My husband had this treatment and it did NOTHING for him! From what I understand it either works or doesn't with no in between. I hope that if you decide to have this done you are one that it helps! It wasn't to bad pain wise, he was sore at the injection site for a few hours.
-Well Wishes
Jackie
deleted_user
deleted_user

Thanks, Jackie
Does he have Sjogren's? I'm sorry it didn't work for him. I know they use this treatment for people with Osteoarthritis, but I've never heard anyone say if it helps with Sjs or not.
Thanks again. - I hope he gets better.
deleted_user
deleted_user

Hello. About ten years before my dx of Sjogren's, I had two knee replacements. Before the knee replacements I tried the Synvisc for six months and had very little relief from it. My knees were bone-on-bone for almost five years prior to that, so it could have been they were just too far gone. Good luck and I hope it helps!
jltraw
jltraw

Nitrategal, No my husband has fibro but negative for Sjogren's, I was blessed with that special gift. He has had problems with his knees since an injury in Saudi while active duty, 2 surgeries on right and 3 on the left. He needs total replacements on both but they say he's to young (49) and won't do the replacements and tried this instead.
Tom59
Tom59

http://orthopedics.about.com/cs/treatment/a/synvisc.htm


Even if it doesn't work for pain it has inflammation properties that will protect he joint from further damage, supposedly.
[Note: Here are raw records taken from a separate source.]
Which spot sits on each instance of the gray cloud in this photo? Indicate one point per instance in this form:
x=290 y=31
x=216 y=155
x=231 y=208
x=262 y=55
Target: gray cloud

"Does Synvisc actually help knee arthritis?
Numerous studies have investigated the effectiveness of Synvisc as a treatment for knee arthritis. Studies have ranged in their results from no benefit when compared to placebo injections, to significant pain relief for 6 months from the time of the injections. However, no clear understanding of how well Synvisc injections perform has emerged. Most orthopedic surgeons will agree that there is likely a temporary benefit of Synvisc injections, but in the long-term, additional treatments are likely to be necessary."